Additionally, you should proofread the document, check your bluebook citations, and make the changes recommended by your Lawyering professor. Once you have made the suggested changes, your Lawyering professor may review work from the Lawyering class. If you are sending something you worked on for an employer, be sure to obtain (and make clear to the prospective employer that you have obtained) the employer's permission to use the materials. Be very aware of confidentiality issues with memos and exclude client-identifying information. If you are working on a journal note, you might send a discrete 10-15 page section, with a synopsis of the balance.
Your writing sample should include a cover page. Write your name, contact information and law school name on the cover page. Also state the circumstances under which you drafted the document. If you are sending a sample that has been edited by someone else, indicate the circumstances. (Be aware that some employers, including judges, request a sample that has not been substantially edited by another person.)
You should also be sure to make clear why and when you wrote the sample - e.g., for a seminar in a particular course, as part of a memorandum for an employer, for a particular journal. (If you redraft an earlier effort, you should describe the sample as “based on a memo I wrote in our first year writing program”.) If your writing sample has been accepted for publication be sure to indicate that. If you are using as your writing sample an opinion that you worked on for a judge (for example, in a summer intern position), do not use the phrase “opinion that I drafted” or “opinion that I wrote”. Instead, indicate that you “worked on” the opinion. Be aware that some employers may not accept an opinion, or any other writing ultimately attributed to someone else, as a writing sample. Speak with someone in the Career Services Office if you encounter any difficulty in selecting a writing sample.

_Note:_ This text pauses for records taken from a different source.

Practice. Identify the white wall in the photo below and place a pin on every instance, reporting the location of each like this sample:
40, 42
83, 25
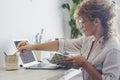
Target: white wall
24, 18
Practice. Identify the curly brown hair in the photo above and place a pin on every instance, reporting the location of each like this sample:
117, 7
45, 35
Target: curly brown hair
102, 9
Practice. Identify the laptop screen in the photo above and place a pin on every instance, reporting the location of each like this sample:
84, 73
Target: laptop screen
26, 57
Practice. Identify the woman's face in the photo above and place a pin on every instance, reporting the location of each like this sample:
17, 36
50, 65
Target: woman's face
88, 26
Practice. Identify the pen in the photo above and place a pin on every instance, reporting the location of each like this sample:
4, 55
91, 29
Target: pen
5, 53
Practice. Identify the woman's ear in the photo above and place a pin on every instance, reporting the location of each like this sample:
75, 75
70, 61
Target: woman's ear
97, 21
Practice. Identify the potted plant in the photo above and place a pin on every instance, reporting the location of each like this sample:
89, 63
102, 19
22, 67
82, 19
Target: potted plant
75, 31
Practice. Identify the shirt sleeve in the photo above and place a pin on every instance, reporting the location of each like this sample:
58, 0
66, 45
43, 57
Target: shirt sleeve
111, 65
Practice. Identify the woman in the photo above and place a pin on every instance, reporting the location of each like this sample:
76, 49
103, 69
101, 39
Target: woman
99, 48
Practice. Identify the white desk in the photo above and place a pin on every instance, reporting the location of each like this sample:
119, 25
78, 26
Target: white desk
23, 74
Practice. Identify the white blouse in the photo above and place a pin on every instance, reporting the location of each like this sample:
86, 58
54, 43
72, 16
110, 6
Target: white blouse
106, 60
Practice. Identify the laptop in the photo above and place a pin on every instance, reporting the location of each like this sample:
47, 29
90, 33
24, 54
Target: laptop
29, 60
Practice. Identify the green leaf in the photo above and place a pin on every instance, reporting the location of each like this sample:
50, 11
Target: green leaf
72, 10
66, 5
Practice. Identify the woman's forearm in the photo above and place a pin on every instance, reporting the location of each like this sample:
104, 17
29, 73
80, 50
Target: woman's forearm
50, 46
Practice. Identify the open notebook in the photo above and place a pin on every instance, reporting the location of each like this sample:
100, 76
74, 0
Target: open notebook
29, 60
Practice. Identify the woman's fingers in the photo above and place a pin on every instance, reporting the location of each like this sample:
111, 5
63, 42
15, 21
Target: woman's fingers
23, 43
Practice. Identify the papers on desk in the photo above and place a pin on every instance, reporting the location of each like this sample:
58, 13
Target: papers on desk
67, 75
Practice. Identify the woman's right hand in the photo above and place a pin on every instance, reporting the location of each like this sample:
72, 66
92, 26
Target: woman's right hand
24, 46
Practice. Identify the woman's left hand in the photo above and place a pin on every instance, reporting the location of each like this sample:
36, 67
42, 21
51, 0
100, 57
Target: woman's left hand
77, 61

TranscriptAn unofficial transcript will be sufficient for almost all employers. Request a transcript from the Law School Registrar, which you can then copy for mailed applications or scan into a PDF for emailed applications.
When you Request your transcript, you will have the option to include or exclude your GPA. This decision should be consistent with whether or not your GPA is included on your resume.
Copy the header (e.g., name and contact info) from your resume onto your Reference List for a uniform look across your application documents. Then type "References" in bold type and list the names and contact info for your references. When providing your reference list in hard copy, it should be printed on resume paper.
The references presented should have some relation to your work and study experience and not be solely social acquaintances. At least one, and perhaps two, of the references should be a member of the law school faculty (1L students should establish relationships with their Lawyering and/or small section professors to help this process). Undergraduate professors and prior supervisors can also be excellent references. Courtesy and common sense dictate that you request references' permission before using their names, so that they will not be caught off guard when an inquiry is made. It is a good idea to furnish your references with an updated copy of your resume to refresh their memories and to keep yourself and your job search fresh in their minds.